Çocuklarının her fırsatta kabrini ziyaret eden anne Hanım Kazankıran, yaşadıklarını İHA muhabirine anlattı.
Bebeğinin evde düşünce korkup hastaneye götürdüğünü belirten Kazankıran, "Hastanede doktorlar, ‘Denetim için 3 gün kalacak. Bazı cihazların bebek üzerinde zararlı olur, bebeğin bundan etkilenir’ denildi. Ben de bebeğimin 3 gün yanında kaldım. Bebeğimi besliyor gerekli bakımlarını yapıyorum. Hastanede bebeğim yıkanması sonucu soğuk almıştı başka bir şeyi yoktu. 4. gün evime gittim. Ertesi gün görevliler bebeğimi görmek istedi. Ben de bebeğim hastanede bugün gidip alacağımı söyledim. Hastaneye geldiğimde bebeğimin beyin kanaması geçirdiği söylendi. Sonra başka bir hastaneye gönderildik. Ben de ‘gereğini yapın gerisini Allah’a bırakın’ dedim. O günden sonra çocuğumu bir daha göremedim. 2 hafta sonra çocuğumu bana gösterdiler, tanınacak vaziyette değildi. Sonra bebeğimizin öldüğü söylendi" dedi.
"MEZARIN SÜSLENMESİNDEN ŞÜPHELENDİM"
Cenazenin 24 gün sonra teslim edildiğini belirten Kazankıran, "Bebeğimi bana göstermediler. Defin sonrası bebeğimin mezarının süslendiğini gördüm. Uzun zaman bu durum devam etti. Bu durumdan şüphelendim. Benim çocuğum olmadığını düşündüm. Ardından yasal işlem başlattık. Bu durum beni ruhsal yönde olumsuz etkiledi. Ben bir anneyim çocuğumu istiyorum. Yapılan DNA testi sonrası mezarda bulunan çocuk bizim çocuğumuz çıkmadı. Bana yardım etsinler ben bir anneyim. Ölüyse diriyse nerede yaşıyorsa bana yardım etsinler. Annenin gözyaşının rengi yoktur" dedi.

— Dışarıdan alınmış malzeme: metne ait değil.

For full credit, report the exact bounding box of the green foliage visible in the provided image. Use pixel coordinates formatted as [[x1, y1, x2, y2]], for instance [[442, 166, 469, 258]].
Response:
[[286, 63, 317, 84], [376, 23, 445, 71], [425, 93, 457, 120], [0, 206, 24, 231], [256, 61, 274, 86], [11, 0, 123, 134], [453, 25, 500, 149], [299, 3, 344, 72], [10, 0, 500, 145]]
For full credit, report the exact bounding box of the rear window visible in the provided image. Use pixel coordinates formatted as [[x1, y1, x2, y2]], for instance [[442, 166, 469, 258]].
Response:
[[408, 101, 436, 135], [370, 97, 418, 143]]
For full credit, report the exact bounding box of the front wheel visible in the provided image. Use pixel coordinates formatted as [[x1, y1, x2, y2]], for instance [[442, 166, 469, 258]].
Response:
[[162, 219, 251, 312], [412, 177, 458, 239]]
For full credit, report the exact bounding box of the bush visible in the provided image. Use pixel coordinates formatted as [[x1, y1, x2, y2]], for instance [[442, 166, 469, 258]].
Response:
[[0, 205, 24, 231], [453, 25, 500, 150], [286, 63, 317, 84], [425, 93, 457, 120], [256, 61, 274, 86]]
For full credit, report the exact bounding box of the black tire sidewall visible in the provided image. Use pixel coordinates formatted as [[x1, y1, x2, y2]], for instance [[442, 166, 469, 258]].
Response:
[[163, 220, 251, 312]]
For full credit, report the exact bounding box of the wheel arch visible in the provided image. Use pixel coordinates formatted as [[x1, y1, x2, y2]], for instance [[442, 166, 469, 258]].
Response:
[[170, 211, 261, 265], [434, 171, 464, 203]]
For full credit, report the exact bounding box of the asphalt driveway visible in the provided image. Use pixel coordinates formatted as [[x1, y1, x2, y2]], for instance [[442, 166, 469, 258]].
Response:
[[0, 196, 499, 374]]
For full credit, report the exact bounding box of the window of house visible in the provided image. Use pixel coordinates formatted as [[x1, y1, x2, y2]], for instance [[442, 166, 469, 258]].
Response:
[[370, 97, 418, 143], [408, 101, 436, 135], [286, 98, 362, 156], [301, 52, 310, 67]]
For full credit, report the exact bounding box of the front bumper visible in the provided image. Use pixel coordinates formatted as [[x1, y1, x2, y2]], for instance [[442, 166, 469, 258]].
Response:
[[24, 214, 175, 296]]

4 KEZ DNA TESTİNE GİRDİLER
Emin olmak için eşi ve kendisinin 4 kez DNA testine girdiğini ancak bebeğin kendilerinden olmadığını söyleyen baba İbrahim Kazankıran ise 6 yıldır hukuk mücadelesi verdiklerini söyledi.
Yetkililerden yardım isteyen baba Kazankıran, “Eşimin de anlattığı gibi Almanya’da bizim çocuğumuzu çaldılar. Çocuğumuzu arıyoruz. Çocuğun mezarını açtırdık ama çocuğun DNA’sı bize uymuyor. Bu nedenle aile yapımız bozuldu. Çocuklarım ve ailemin psikolojisi bozuldu. Devletimizden çocuğumuzu bulmasını istiyoruz.” diye konuştu.